By Sean Kennedy. Mr. Kennedy is a visiting fellow at the Maryland Public Institute and author of the recent study “Baltimore’s Preventable Murders: The Role of Prior Convictions and Sentencing in Future Homicides.” Excerpts:
"Using a database of homicide defendants provided by the transparency nonprofit Baltimore Witness, I analyzed the criminal histories of 110 suspects charged with homicide in Baltimore between January 2019 and July 2020. My analysis indicates that the majority of the city’s murders didn’t have to happen.
Ninety of the defendants whose histories I examined had previously been convicted of an offense carrying a sentence of three or more years in prison. Most didn’t serve anywhere near that time. They were back on the street when the homicides they are charged with were committed, but they should have been behind bars.
More than half (77) of the 110 homicide defendants whose cases I examined were previously convicted of serious crimes under Ms. Mosby. At least 61 of those 77 were convicted of an offense whose eligible jail term, if served in full, would have made it impossible for them to commit their alleged homicides.

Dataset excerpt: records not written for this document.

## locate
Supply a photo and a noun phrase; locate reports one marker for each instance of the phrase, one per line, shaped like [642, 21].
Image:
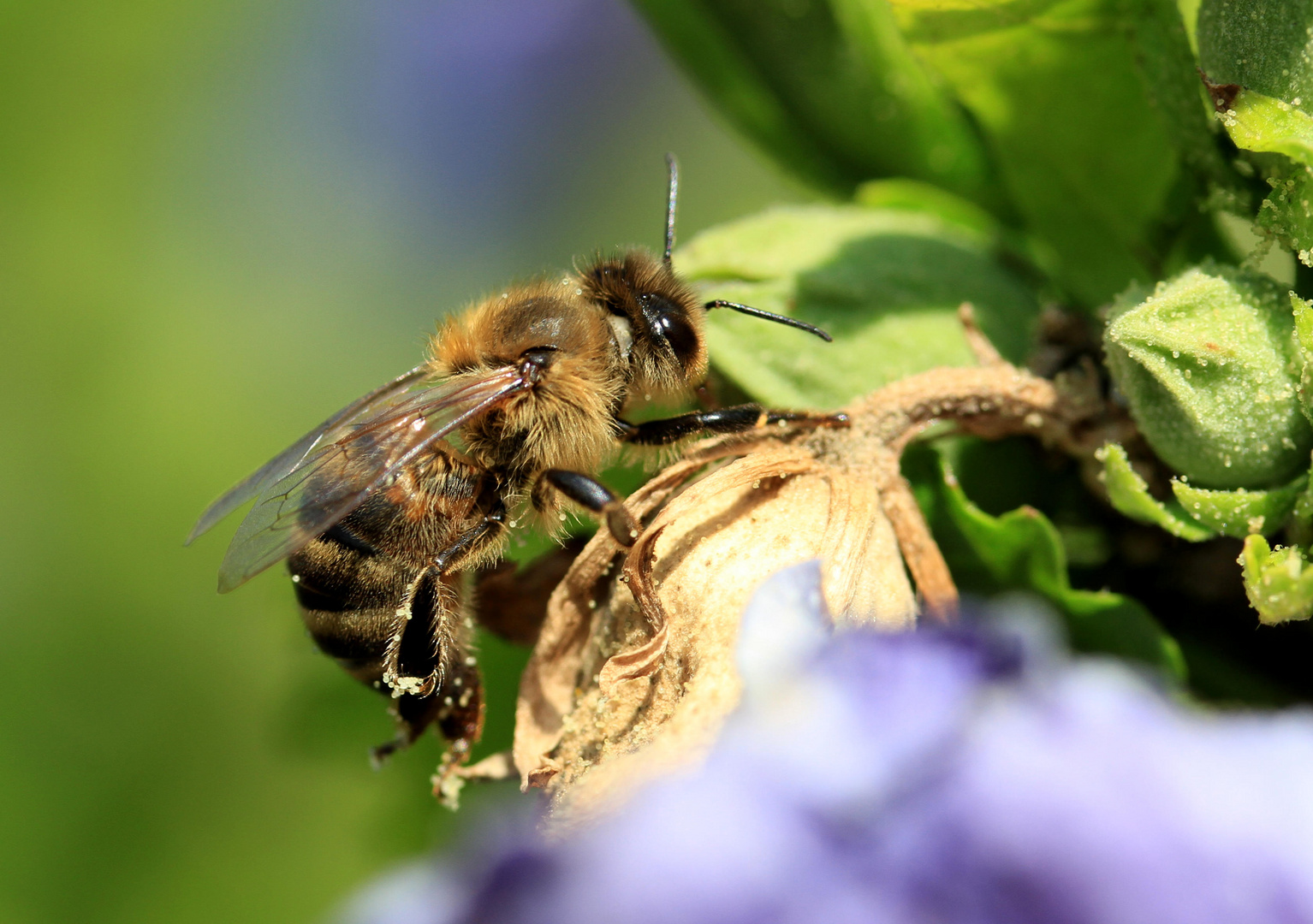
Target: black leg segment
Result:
[735, 419]
[597, 498]
[769, 315]
[491, 525]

Ms. Mosby, who decries mass incarceration and decriminalized a slew of quality-of-life crimes by fiat in 2020, makes frequent use of a loophole in state sentencing rules to keep criminals out of prison. Under a “binding plea agreement,” Maryland prosecutors can deem a sentence “compliant” if it falls short of the guidelines range, or even the statutory mandatory minimum term. All that needs to happen is for the prosecutor and defense counsel to agree to the plea before taking it to the judge.
At that point, the judge retains veto power only. If the judge accepts the defendant’s guilty plea, the agreed-on sentence can’t be altered. By dropping charges that carry hefty prison sentences, prosecutors like Ms. Mosby can cut offenders loose without running afoul of the rules at all."